SOUNDTRACK: DAN MANGAN + BLACKSMITH-Live at Massey Hall (February 28, 2015).
I know Dan Mangan from a Tiny Desk Concert. I also had an opportunity to see him opening for Stars a month or so ago, but I couldn’t make the show. I was bummed about that and am even more so after seeing how great Mangan is live with a full band.
He says his family flew in from Vancouver because Massey is like Canada’s Carnegie Hall. Or should I say, Carnegie Hall is like America’s Massey Hall.
Then his bandmate says: Charlie Parker played here. That’s ridiculous!
Neil Young played here. That’s ridiculous!
We’re gonna play here. That’s ridiculous!
Wilco played here; Arcade Fire; Joni Mitchell; Peabo Bryson (you know what I’m getting at–Peebs!); James Taylor; Dizzy Gillespie.
Massey Hall is from the days before there were mega rock concerts–when things sounded better.
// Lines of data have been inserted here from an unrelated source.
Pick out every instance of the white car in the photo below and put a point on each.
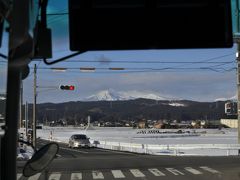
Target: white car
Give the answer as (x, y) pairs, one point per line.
(79, 140)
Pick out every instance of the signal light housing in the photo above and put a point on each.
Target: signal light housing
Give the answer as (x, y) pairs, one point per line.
(67, 87)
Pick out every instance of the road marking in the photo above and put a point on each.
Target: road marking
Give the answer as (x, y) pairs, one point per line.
(54, 176)
(117, 152)
(209, 169)
(118, 174)
(18, 176)
(156, 172)
(76, 176)
(174, 171)
(35, 177)
(97, 175)
(193, 171)
(137, 173)
(74, 150)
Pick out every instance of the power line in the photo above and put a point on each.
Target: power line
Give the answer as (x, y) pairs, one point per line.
(206, 61)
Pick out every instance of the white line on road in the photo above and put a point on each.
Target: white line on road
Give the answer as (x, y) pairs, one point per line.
(18, 176)
(97, 175)
(35, 177)
(175, 171)
(74, 150)
(54, 176)
(118, 174)
(209, 169)
(193, 171)
(156, 172)
(76, 176)
(137, 173)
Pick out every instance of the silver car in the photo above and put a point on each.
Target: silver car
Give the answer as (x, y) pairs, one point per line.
(79, 140)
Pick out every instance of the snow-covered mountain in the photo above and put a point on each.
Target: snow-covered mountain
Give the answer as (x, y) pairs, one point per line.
(2, 98)
(234, 98)
(111, 95)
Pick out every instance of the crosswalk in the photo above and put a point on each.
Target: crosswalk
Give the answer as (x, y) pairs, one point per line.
(123, 174)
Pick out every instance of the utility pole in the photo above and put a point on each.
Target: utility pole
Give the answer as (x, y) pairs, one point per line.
(26, 120)
(34, 107)
(237, 40)
(238, 89)
(20, 106)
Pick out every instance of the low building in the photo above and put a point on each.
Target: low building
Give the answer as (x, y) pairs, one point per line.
(141, 125)
(232, 123)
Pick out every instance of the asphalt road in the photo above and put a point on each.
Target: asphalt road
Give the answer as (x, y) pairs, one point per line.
(94, 163)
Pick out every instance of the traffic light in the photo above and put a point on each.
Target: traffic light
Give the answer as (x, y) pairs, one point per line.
(67, 87)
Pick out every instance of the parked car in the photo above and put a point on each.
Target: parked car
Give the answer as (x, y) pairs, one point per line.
(79, 140)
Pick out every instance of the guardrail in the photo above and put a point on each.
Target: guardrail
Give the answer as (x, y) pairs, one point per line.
(175, 148)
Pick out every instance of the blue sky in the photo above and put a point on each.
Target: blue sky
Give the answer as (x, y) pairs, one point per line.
(196, 74)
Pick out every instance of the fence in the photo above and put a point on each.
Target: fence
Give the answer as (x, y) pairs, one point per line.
(175, 148)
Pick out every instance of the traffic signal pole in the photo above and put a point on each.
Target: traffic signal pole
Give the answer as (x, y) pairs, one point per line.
(34, 107)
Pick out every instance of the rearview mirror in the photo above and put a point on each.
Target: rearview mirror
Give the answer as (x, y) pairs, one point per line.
(41, 159)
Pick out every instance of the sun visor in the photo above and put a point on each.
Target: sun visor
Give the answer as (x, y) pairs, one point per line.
(149, 24)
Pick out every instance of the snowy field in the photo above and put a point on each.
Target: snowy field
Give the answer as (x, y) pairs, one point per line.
(149, 137)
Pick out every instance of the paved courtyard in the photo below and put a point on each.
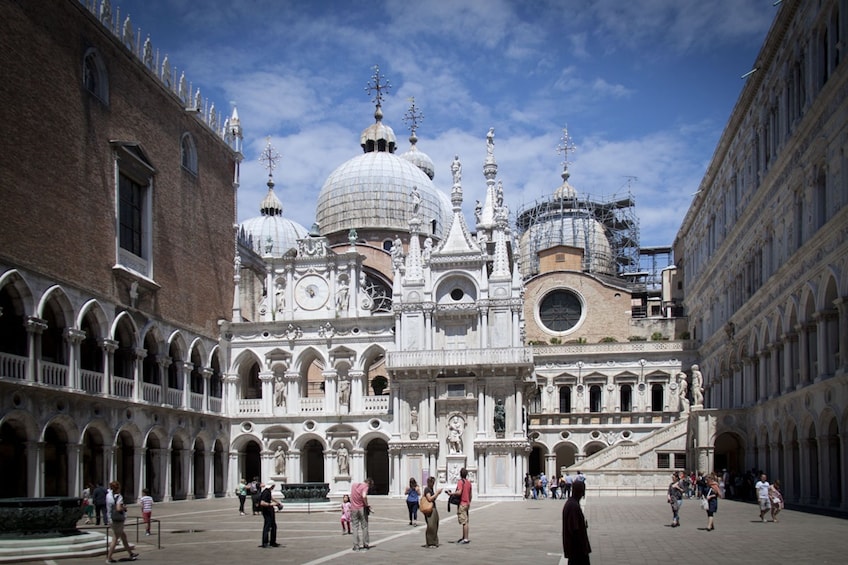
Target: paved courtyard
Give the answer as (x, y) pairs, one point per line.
(621, 530)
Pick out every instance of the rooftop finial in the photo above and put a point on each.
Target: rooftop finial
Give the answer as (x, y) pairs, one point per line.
(378, 84)
(413, 117)
(269, 157)
(565, 147)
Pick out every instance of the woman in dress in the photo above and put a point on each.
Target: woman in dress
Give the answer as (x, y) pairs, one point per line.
(711, 492)
(431, 536)
(776, 500)
(413, 493)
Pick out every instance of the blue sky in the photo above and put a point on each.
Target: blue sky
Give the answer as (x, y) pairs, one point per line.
(645, 88)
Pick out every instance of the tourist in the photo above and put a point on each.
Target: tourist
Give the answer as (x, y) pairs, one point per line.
(346, 515)
(575, 535)
(87, 504)
(776, 500)
(99, 498)
(463, 489)
(359, 511)
(413, 494)
(431, 536)
(118, 517)
(675, 497)
(762, 486)
(146, 509)
(241, 493)
(268, 506)
(710, 493)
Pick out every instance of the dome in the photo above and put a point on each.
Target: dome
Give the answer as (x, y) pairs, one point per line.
(271, 233)
(372, 191)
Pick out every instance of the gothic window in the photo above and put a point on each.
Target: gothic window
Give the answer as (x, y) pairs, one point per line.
(565, 400)
(595, 398)
(560, 311)
(135, 203)
(188, 154)
(626, 398)
(94, 77)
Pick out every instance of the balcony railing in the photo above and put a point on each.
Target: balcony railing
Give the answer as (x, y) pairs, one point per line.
(54, 374)
(449, 358)
(13, 366)
(376, 403)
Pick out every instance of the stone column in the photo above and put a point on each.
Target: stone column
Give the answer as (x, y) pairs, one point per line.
(331, 396)
(356, 391)
(34, 328)
(35, 468)
(267, 380)
(74, 337)
(109, 347)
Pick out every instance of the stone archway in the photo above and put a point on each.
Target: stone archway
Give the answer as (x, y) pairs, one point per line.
(313, 462)
(377, 465)
(729, 453)
(13, 471)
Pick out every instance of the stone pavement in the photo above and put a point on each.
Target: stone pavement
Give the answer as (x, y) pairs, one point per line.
(632, 530)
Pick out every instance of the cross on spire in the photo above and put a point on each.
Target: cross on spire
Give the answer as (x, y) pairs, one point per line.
(413, 116)
(269, 157)
(565, 147)
(378, 84)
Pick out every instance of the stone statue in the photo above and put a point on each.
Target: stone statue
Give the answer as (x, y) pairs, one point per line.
(456, 170)
(455, 428)
(342, 295)
(697, 386)
(416, 200)
(413, 420)
(279, 392)
(344, 392)
(500, 417)
(490, 143)
(280, 461)
(342, 456)
(684, 392)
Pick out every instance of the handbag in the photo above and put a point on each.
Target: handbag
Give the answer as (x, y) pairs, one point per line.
(425, 505)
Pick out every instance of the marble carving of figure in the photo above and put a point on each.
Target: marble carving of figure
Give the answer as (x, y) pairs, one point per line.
(343, 458)
(279, 392)
(280, 461)
(697, 386)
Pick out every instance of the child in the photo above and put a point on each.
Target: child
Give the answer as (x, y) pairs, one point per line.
(346, 515)
(146, 509)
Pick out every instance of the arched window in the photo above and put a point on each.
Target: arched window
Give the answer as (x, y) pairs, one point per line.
(94, 77)
(188, 154)
(595, 398)
(626, 398)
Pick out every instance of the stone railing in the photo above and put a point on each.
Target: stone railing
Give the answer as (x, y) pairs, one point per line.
(447, 358)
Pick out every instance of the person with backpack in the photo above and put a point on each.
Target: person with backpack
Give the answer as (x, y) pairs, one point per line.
(117, 519)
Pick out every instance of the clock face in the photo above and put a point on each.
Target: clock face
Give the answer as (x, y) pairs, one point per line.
(311, 292)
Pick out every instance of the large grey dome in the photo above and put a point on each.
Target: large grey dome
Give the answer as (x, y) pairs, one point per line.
(270, 232)
(373, 191)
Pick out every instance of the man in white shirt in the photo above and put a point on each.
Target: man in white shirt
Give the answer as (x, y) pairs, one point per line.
(762, 487)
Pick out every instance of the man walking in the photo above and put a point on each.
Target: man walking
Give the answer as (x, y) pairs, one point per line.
(269, 506)
(575, 536)
(463, 489)
(359, 510)
(762, 487)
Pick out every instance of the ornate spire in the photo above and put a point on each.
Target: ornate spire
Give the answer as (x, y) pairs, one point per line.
(565, 147)
(412, 118)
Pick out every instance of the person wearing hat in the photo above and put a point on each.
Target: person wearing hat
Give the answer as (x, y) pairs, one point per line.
(268, 505)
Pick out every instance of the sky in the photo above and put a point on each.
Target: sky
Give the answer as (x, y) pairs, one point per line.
(644, 87)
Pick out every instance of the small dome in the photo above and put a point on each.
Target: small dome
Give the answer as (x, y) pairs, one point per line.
(271, 233)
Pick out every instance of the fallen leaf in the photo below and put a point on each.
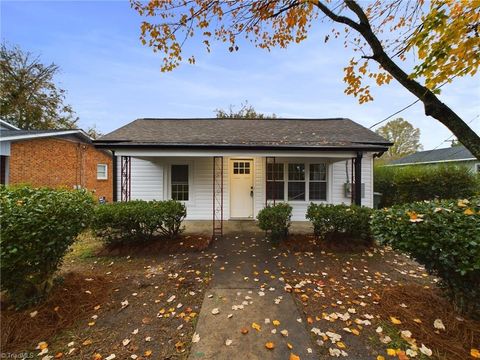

The soul of that has been lost. Music was made about the art and the music and not about being in the same room as someone famous. There’s something about that soul of rock n roll has been lost.
“Mouthpiece” is a dark acoustic but fast, shuffling song. It builds rather quickly to a noisy rock–which Mangan specialized at with some great drumming from Kenton Loewen.
“Vessel” opens with some screeching feedback and cool staccato piano riff. Mangan’s deep voice works perfectly with this spare musical landscape. The backing singer singing “it takes a village to raise a fool” works perfectly as the keys and trumpet build behind them. I love how every few lines some other new piece of music is added, like the wailing guitar solo that runs through to the end.
“Rows of Houses” has a great building backing vocal section. I love the quiet intensity of this song before it ratchets up to a loud stomper. There’s s long noisy jam with trumpet (JP Carter) and keys (Tyson Naylor) blaring and a wild raucous bass (John Walsh) and a crazed guitar solo which ends with Gordon Grdina hammering the back of the guitar neck creating a wall of feedback and distribution
“New Skies” opens slow, but after a verse the band kicks in and it, too, rocks.
He says he needs everyone to sing the “oooohs” and he’s pleased with everyone’s response. He sings some verses and then band starts singing the ooohs and he says “I forgot to tell you that’s where you come in.”
As the song moves along, there’s mostly a keyboard solo but then Grdina comes in with a pretty wild, sloppy but emotive solo. Then Dan takes the mic and gets the crowd to sing along. He exhorts: “When people stand they tend to breathe and sing little louder.
It works and it’s a great set ender.
He (and they) puts on a great show.
[READ: February 5, 2018] “The Burglary at Stormfield”
This excerpt is from a previously unpublished section of his autobiography. When he died in 1910, he requested that his autobiography not be published for 100 years.
This excerpt is about his house outside of New York City. He says he named it Innocence at Home but his daughter, Clara, called it Stormfield–“it is high and lonely and exposed to all the winds that blow.” He concedes hers is a better name.
He got the money to build the house “out of a small manuscript which had lain in my pigeonholes forty-ones years, and which I sold to Harper’s Magazine. The article was entitled Captain Stormfield’s Visit to Heaven.”
The focus of this essay though is burglaries. He says that Stormfield has been broken into many times and he is surprised that the New York architect should have overlooked adding a burglar alarm to the building. New York City is only an hour and a half away…”it contains millions of people, and most of them are burglars.”
The burglar enters through the lower floors where no one sleeps, but hey made a lot of noise and woke up the secretary who immediately called the police. The burglars were eventually caught as they and the police went to the same train (their footprints were easily followed/ Sheriff Banks saw the two men and said “hold up your feet!” to see if their soles corresponded to the footprints they had been following). They both immediately fled, proclaiming their guilt. All of the silver was recovered.
But he goes on to talk further about burglaries saying that those who break and enter quietly are less damaging than those who wake yup their occupants. Since that night of being woken up, Clara has fled to New York, the secretary can’t sleep and the cook and maids have resigned. Those who have stayed seem to wake form terrible dreams.
He says he would make the penalty light for noiseless burglary and remorselessly hang the burglar who disturbs the peace of the family.
It ends with a notice to the next burglar that he put on his front door. It says where the stuff is and to please be quiet while taking it.